FundingCircle/jackdaw

Support for naming windowed join topics and other internal topics

kidpollo opened this issue · 3 comments

The current stable version of Kafka streams (2.3) supports naming some internal topics per KIP's.

https://cwiki.apache.org/confluence/display/KAFKA/KIP-372%3A+Naming+Repartition+Topics+for+Joins+and+Grouping
https://cwiki.apache.org/confluence/display/KAFKA/KIP+230%3A+Name+Windowing+Joins

It seems that it is possible (in 2.3) to name some internal topics now but not windowed join topics. We actually discovered that in trunk it is implemented but not released yet. https://github.com/apache/kafka/blob/trunk/streams/src/main/java/org/apache/kafka/streams/kstream/internals/KStreamImpl.java#L1109

Being able to name joins is important for long lived JOIN windows so that changes in the topology dont change the internal topic name and ignore the join history upon topology restart.

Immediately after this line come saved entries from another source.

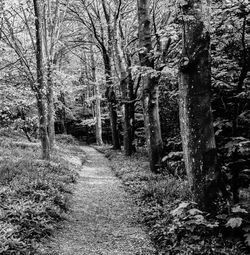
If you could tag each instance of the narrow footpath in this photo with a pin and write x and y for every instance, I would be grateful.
(103, 218)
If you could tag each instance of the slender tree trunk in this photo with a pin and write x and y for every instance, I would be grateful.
(63, 113)
(195, 109)
(125, 85)
(98, 116)
(51, 110)
(40, 86)
(111, 97)
(150, 89)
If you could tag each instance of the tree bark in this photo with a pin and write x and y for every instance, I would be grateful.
(150, 89)
(51, 110)
(98, 124)
(126, 85)
(195, 109)
(40, 85)
(110, 91)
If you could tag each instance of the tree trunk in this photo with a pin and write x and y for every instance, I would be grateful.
(51, 110)
(125, 84)
(40, 85)
(111, 97)
(98, 116)
(195, 109)
(62, 113)
(150, 89)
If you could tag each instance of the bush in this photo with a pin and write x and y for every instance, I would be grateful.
(67, 139)
(34, 196)
(174, 223)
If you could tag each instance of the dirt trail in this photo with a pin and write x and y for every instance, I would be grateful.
(103, 217)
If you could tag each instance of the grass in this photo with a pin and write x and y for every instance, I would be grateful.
(166, 209)
(34, 194)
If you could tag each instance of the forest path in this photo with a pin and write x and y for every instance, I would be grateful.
(103, 217)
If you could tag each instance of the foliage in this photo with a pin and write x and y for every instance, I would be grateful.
(174, 223)
(33, 195)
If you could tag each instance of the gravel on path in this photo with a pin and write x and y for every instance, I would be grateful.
(103, 217)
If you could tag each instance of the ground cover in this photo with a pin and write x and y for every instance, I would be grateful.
(34, 194)
(174, 223)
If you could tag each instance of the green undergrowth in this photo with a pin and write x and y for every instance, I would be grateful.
(174, 223)
(34, 194)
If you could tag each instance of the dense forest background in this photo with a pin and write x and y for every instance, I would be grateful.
(171, 77)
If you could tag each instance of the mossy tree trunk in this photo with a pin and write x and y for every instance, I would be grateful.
(40, 88)
(195, 109)
(150, 88)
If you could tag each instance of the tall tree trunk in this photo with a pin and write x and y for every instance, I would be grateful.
(125, 85)
(40, 85)
(62, 113)
(195, 109)
(110, 91)
(51, 110)
(150, 89)
(111, 97)
(98, 125)
(98, 115)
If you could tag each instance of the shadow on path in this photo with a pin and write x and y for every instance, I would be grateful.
(103, 217)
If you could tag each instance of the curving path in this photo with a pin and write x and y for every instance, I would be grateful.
(103, 217)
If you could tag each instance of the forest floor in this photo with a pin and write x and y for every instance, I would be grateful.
(103, 218)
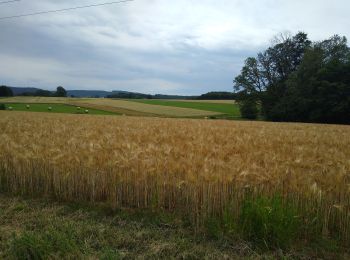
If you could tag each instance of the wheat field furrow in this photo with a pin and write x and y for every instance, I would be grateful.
(198, 167)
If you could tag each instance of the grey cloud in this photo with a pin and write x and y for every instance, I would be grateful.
(157, 46)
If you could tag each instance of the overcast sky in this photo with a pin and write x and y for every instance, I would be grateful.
(152, 46)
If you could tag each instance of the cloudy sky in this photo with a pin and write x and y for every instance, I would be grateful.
(151, 46)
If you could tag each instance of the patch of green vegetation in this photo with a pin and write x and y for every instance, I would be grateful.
(269, 222)
(55, 108)
(45, 229)
(226, 109)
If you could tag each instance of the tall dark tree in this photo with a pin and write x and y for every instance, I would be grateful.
(5, 91)
(264, 77)
(319, 91)
(296, 80)
(61, 92)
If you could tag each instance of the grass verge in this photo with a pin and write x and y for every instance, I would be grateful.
(42, 228)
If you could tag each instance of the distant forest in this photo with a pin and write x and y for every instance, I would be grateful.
(297, 80)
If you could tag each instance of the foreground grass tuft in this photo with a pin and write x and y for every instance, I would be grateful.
(44, 229)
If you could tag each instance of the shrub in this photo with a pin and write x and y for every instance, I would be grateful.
(270, 222)
(249, 109)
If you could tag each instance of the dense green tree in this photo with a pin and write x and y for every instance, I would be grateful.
(319, 91)
(297, 80)
(5, 91)
(61, 92)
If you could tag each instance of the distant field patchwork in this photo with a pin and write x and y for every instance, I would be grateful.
(56, 108)
(128, 107)
(228, 107)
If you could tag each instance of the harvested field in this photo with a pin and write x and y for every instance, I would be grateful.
(116, 106)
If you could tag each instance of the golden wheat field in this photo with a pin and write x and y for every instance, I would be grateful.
(199, 168)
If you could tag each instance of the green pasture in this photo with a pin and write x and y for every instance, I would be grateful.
(55, 108)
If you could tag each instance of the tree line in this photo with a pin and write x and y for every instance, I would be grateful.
(297, 80)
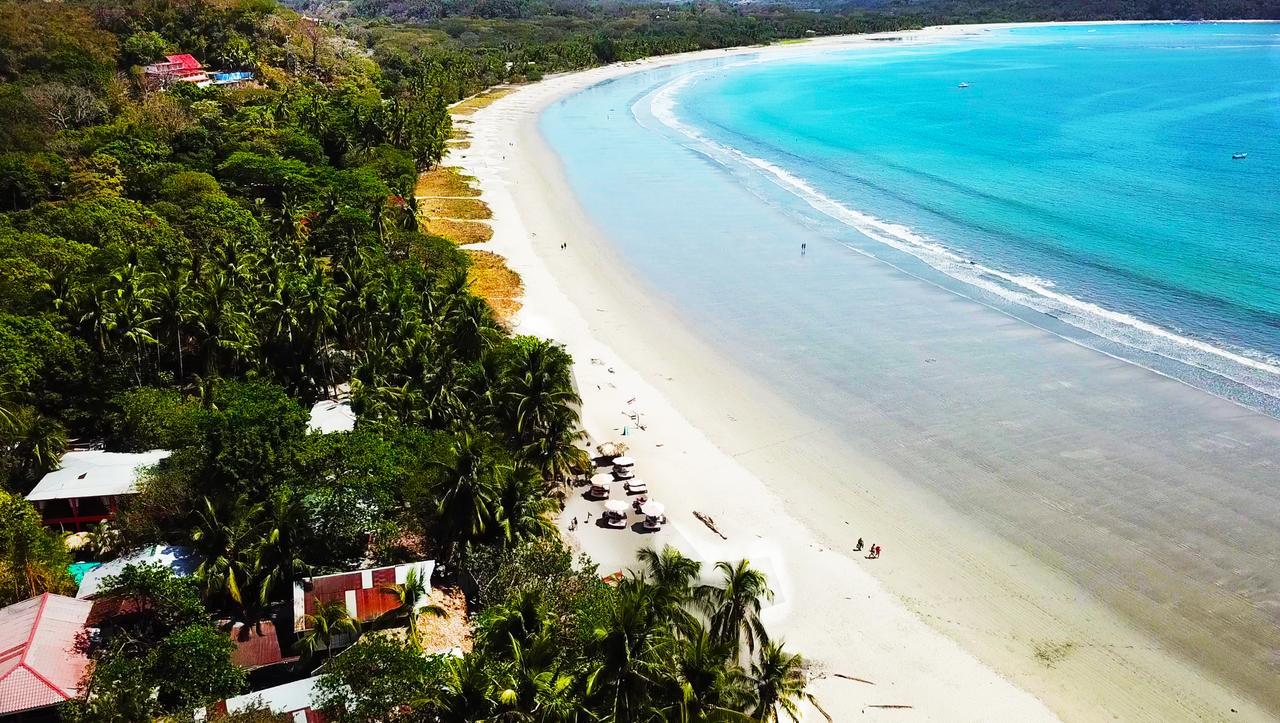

In the meant time we are gettin by a custom build 2.2 of kafka with support for Named Joins.
https://github.com/FundingCircle/kafka/pull/5/files#diff-5142e1d4a6410459d6bf6df98828e5afR920-R921

And a patch to join impl functions:

(defn join-windowed
  "Combines the values of two streams that share the same key using a windowed
  inner join. Adds the `join-name` parameter, which is used to name the internal
  storage topics. Requires patched version of the kafka streams jar."
  [this-kstream other-kstream value-joiner-fn windows
   {key-serde :key-serde this-value-serde :value-serde}
   {other-value-serde :value-serde}
   join-name]
  (clj-kstream
   (.join (kstream* this-kstream)
          (kstream* other-kstream)
          (value-joiner value-joiner-fn)
          windows
          (Joined/with key-serde this-value-serde other-value-serde join-name))))

(defn left-join-windowed
  "Combines the values of two streams that share the same key using a windowed
  left join. Adds the `join-name` parameter, which is used to name the internal
  storage topics. Requires patched version of the kafka streams jar."
  [this-kstream other-kstream value-joiner-fn windows
   {key-serde :key-serde this-value-serde :value-serde}
   {other-value-serde :value-serde}
   join-name]
  (clj-kstream
   (.leftJoin (kstream* this-kstream)
              (kstream* other-kstream)
              (value-joiner value-joiner-fn)
              windows
              (Joined/with key-serde this-value-serde other-value-serde join-name))))

Supporting naming of windowed joins seems quite critical as explained above but looking into supporting other internal topic custom naming support should also be looked at.

cddr commented

Good summary of the issue. Thanks @kidpollo

Can we make sure the functions proposed above maintain the existing behavior if called without a join-name?

Yes they do I believe @99-not-out tested this by building trunk

cddr commented

Yes they do I believe @99-not-out tested this by building trunk

Not sure I made myself clear. What I mean is that users of jackdaw should continue to be able to call e.g. the join-windowed function with only 6 args (as opposed to the 7 args required by the definition above).